Toronto Law Firms Targeted

Here is a lesson to us all about the global reach and intent of internet hackers who have an interest in the information assets that we may hold for our own or clients’ interests.  China-based hackers have homed in recently on the offices of Toronto’s Bay Street law firms handling a $40 billion acquisition of the world’s largest potash producer by an Australian mining giant.  Bloomberg has a great article with all of the details, and outlines discussions undertaken by a group of law firms that got together recently to strategize protective and detective techniques.

The hackers in the Toronto case penetrated and combed through one computer network after another, hitting seven different law firms as well as Canada’s Finance Ministry and Treasury Board, seeking to gather detailed intelligence and potentially undermine the deal.  A law firm involved in the deal detected intrusion indicators, including spoofed emails, malicious websites, and network disruptions.  Investigators found spyware designed to capture confidential documents, compiled on a Chinese-language keyboard, and using servers in China involved in the attack.

The investigation linked the intrusions to a Chinese effort to kill the developing acquisition.  Stolen data of this nature can be worth tens of millions of dollars to those involved on either side of the bargaining table, and gives the possesser an unfair advantage in negotiations.  The deal eventually fell apart when the Canadian government declared it wasn’t in the nation’s interest, but the incident highlights the vulnerability of law firm information resources in particular, and the threat of loss of client trust and future business.

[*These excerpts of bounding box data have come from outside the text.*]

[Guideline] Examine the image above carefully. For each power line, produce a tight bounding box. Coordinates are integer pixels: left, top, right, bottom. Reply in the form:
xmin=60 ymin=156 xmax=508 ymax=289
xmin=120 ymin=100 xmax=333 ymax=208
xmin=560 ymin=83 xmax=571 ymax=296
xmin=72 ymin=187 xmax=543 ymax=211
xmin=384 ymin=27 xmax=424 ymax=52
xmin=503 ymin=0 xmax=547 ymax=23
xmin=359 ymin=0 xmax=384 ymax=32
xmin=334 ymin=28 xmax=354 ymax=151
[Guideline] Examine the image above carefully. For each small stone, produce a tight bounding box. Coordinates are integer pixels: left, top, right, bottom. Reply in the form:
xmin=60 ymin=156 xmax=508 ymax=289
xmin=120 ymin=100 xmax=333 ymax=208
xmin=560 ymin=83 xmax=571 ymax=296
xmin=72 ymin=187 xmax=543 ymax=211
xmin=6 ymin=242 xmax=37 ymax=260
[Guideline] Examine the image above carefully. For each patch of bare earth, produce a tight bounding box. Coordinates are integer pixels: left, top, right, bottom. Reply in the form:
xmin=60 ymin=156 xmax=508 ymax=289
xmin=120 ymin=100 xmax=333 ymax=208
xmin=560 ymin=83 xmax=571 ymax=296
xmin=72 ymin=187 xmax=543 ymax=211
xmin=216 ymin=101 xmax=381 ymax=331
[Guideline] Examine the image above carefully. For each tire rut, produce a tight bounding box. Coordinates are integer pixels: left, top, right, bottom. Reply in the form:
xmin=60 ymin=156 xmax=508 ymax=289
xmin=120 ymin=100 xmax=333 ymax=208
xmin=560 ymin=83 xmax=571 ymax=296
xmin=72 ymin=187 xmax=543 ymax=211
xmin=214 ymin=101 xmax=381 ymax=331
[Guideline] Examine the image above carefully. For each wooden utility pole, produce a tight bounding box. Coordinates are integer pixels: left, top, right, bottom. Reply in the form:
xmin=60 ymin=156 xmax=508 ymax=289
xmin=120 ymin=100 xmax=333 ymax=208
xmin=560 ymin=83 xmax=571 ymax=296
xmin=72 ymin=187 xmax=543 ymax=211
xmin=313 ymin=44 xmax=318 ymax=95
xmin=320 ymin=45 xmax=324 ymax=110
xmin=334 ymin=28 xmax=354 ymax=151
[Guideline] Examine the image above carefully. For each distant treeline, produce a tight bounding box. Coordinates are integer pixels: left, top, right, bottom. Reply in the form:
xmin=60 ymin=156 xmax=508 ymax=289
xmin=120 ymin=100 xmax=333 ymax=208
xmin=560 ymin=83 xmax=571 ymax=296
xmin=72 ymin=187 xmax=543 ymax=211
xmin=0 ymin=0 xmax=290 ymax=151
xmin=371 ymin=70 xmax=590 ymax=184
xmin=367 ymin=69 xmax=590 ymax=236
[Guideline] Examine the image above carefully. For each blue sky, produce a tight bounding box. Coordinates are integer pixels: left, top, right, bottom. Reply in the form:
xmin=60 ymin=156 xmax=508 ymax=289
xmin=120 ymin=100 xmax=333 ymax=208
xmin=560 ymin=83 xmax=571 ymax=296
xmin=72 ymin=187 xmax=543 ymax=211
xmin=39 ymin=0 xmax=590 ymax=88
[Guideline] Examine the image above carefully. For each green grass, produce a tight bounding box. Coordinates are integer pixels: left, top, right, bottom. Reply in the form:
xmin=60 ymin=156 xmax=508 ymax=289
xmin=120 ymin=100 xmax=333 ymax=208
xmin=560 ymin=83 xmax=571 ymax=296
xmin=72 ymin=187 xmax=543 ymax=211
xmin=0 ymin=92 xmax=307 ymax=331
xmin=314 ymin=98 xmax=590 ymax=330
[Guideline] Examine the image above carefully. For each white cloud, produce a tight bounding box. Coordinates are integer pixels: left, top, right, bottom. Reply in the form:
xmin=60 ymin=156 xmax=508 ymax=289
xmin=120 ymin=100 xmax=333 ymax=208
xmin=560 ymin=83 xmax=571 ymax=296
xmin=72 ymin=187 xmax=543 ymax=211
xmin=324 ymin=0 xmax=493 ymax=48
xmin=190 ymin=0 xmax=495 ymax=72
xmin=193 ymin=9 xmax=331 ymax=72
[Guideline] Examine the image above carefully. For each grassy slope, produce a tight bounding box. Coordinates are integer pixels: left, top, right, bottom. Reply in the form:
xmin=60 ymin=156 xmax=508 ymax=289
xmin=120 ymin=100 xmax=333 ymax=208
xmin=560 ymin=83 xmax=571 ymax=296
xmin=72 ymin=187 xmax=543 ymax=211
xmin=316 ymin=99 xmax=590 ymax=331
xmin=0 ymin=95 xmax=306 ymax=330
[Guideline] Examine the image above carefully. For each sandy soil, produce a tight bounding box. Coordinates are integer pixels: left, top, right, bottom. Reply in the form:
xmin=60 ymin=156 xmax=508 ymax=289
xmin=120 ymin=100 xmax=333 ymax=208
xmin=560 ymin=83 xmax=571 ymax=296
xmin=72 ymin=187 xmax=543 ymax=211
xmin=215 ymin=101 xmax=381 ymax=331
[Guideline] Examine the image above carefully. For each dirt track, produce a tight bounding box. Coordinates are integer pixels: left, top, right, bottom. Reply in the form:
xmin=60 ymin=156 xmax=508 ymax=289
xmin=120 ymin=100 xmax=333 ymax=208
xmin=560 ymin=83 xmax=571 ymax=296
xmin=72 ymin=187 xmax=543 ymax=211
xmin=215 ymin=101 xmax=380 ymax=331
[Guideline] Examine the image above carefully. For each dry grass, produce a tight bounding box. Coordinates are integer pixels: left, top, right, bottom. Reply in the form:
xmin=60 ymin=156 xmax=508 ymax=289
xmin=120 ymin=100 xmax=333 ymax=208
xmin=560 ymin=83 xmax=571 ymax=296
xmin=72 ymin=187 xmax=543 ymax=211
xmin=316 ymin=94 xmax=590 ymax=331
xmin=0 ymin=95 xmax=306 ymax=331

The hackers’ victims included Toronto-based law firms Blake, Cassels& Graydon LLP, which represented BHP, a company with offices in Australia, Singapore and London, as well as Stikeman Elliott LLP, which represented Saskatoon, Canada-based Potash Corp.

Hackers see law firms as a back door to valuable corporate client data and to business partner connections.  Client information confidentiality is a key principle of law firms.  They are easier in most cases to penetrate than banks and large corporations, since they don’t always understand the threat, and don’t consider data to be a cash resource.  The attacks have created what Tony Cordeiro, chief information officer at White & Case LLP, terms a “healthy paranoia.”  Mandiant, a security firm specializing in incident response and readiness tools, estimates that 80 major US law firms were hacked last year.

The level of skill and seriousness of attacks we are currently experiencing differs widely.  Attackers include hackers looking for a quick buck, and for information they can sell to the highest bidder.  The case involving Potash Corp. of Saskatchewan Inc. and BHP shows just how serious the threat is.  The intruders were professionals, potentially linked to a nation-state, with all of its resources behind them.  Chinese government officials have denied any involvement.  At the time of the attacks, China was seeking new sources of agricultural chemicals.  Potash is a common name for compounds containing potassium used in the manufacture of fertilizer.

Law firms are not the only non-financial industry organizations that should be alert to this kind of espionage.  The data and information that attackers are seeking does not have to be credit card or direct cash equivalent materials in order for it to be valuable.  Think about your business.  It is there to serve clients.  Those clients will often entrust your business with sensitive and valuable information.  You are not a bank, but you still need to secure those assets.  Protect your business by protecting those assets, and protect them well.